Selama ini,lanjut Bobby, ada beberapa bottle neck yang menjadi pekerjaan rumah (PR) yang tidak kunjung usai seperti : harga beli listrik, kemampuan PLN, tidak ada nya pendanaan DN untuk ET, regulasi yang belum lengkap, pemahaman Pemda-Pemda yang tidak kondusif dll..
“Semoga siapapun pemerintah terpilih nanti, harus menyadari hal ini sehingga pembangunan ET tdk jalan ditempat saja. Kita sudah malu dengan kenyataan bahwa target bauran energi 23% di 2025 akhirnya di sesuaikan ke 17%. Dan ini bisa turun lagi.. Karena Indonesia mencoba mencari pemenuhan komitmen penurunan GRK dengan mengutamakan penyerapan karbon dari potensi hutan Indonesia yang merupakan paru-paru terbesar ke 3 dunia.. bukan nya fokus ke transisi energi,” tegasnya.
Bobby bercerita, energi biomassa dari limbah pertanian, perkebunan, undustri kayu kehutanan dan juga produk kayu dari program Hutan Tanaman Energi dengan mengkonversi HTI menjadi HTE adalah suatu potensi yang sangat besar, bisa menghasilkan 100jt ton biomassa sebagai bahan bakar energi listrik yang berstatus karbon netral equivalent dgn 56 Gwatt listrik.

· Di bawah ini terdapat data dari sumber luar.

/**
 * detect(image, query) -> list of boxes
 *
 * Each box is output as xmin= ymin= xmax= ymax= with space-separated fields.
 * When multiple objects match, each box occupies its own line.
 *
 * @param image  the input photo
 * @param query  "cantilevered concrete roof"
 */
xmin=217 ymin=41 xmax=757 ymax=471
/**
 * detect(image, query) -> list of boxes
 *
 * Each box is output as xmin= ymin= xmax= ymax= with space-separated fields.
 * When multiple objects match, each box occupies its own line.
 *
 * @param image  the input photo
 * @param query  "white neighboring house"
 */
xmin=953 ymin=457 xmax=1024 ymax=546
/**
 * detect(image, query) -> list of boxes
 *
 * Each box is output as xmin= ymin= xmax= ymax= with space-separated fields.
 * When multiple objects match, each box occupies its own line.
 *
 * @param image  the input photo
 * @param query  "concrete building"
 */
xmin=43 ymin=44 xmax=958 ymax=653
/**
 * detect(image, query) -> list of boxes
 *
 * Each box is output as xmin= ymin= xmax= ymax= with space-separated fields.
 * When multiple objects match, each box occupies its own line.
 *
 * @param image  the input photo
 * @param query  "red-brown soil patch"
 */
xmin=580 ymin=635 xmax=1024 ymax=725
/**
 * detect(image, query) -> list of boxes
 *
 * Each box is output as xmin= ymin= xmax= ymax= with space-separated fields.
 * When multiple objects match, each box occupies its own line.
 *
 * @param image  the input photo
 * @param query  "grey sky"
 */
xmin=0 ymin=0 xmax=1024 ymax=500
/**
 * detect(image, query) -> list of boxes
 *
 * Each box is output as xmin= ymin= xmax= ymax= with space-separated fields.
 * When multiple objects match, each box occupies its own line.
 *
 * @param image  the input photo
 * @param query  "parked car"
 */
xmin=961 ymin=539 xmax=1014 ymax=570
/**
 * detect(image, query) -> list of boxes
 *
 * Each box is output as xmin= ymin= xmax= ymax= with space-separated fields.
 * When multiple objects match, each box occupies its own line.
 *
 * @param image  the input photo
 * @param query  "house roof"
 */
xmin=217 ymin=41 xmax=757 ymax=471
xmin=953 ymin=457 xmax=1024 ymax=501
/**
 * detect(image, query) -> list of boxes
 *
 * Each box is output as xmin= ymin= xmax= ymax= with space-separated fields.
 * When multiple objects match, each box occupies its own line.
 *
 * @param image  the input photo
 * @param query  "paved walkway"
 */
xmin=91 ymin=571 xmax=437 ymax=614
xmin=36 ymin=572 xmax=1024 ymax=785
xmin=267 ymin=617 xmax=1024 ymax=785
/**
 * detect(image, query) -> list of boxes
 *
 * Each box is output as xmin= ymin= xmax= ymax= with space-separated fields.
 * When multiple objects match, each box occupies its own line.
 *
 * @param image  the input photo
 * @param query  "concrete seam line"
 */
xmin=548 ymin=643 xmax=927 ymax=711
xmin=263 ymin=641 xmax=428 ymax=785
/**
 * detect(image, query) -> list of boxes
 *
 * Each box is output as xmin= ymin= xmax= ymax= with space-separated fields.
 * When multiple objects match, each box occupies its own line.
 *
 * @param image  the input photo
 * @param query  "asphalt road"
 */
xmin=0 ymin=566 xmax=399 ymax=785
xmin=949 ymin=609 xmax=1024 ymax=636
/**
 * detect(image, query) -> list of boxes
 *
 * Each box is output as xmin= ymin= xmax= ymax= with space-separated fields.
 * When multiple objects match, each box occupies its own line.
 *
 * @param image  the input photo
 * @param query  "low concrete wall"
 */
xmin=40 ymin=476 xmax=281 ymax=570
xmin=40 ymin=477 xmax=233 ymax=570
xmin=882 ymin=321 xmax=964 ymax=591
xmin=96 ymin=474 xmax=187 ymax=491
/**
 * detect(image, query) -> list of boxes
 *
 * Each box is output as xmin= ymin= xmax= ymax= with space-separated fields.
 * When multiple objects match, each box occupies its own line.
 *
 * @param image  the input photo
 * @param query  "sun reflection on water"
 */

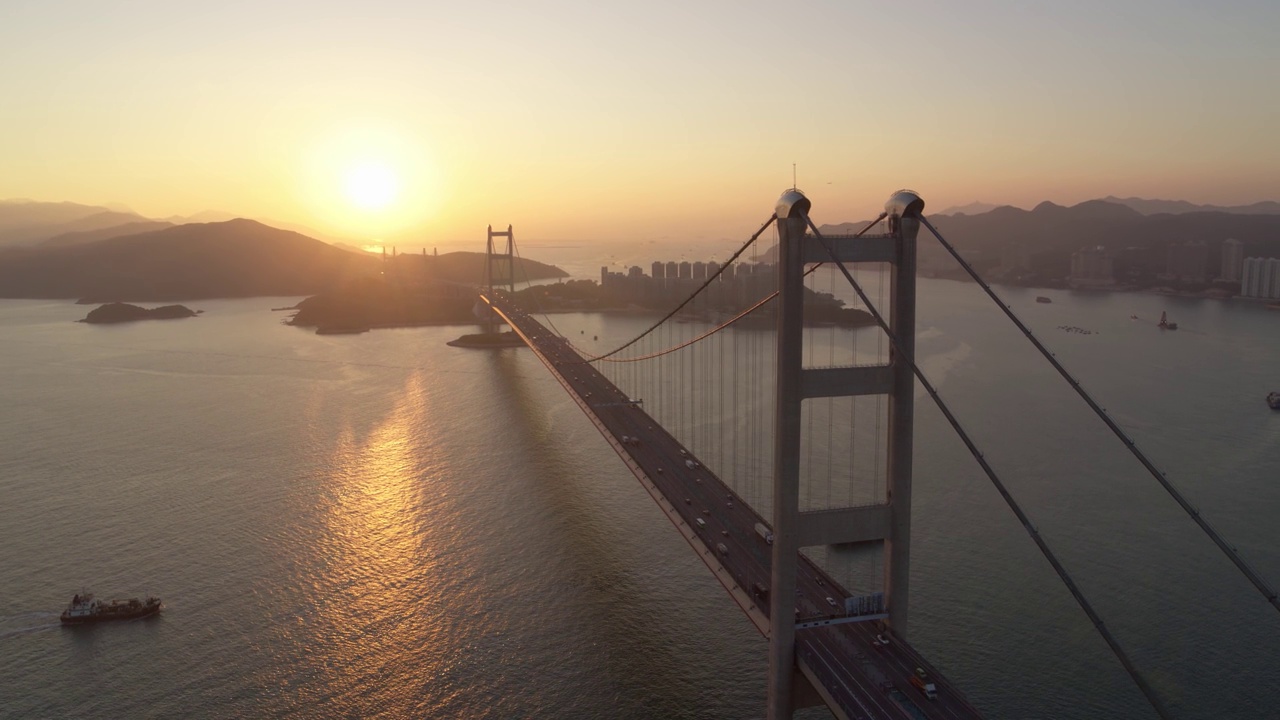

“Saya bisa perluas untuk energi biomassa ini.. Murah, tidak perlu teknologi tinggi, melibatkan masyarakat luas, bisa membantu PLN dalam program phase out PLTU dengan campuran biomassa dari 5% sd 30% dll. Dan juga bisa dikembangkan bio fuel dari limbah pertanian/perkebunan seperti bio-gas (CNG/LPG), bio Methanol, bio Avtur dll Dan bagusnya energi biomassa ini bisa diselaraskan dengan program ketahanan pangan serta sirkular ekonomi.. yang akan melibatkan petani dan masyarakat secara luas dlm program transisi energi ini..,” pungkas Bobby.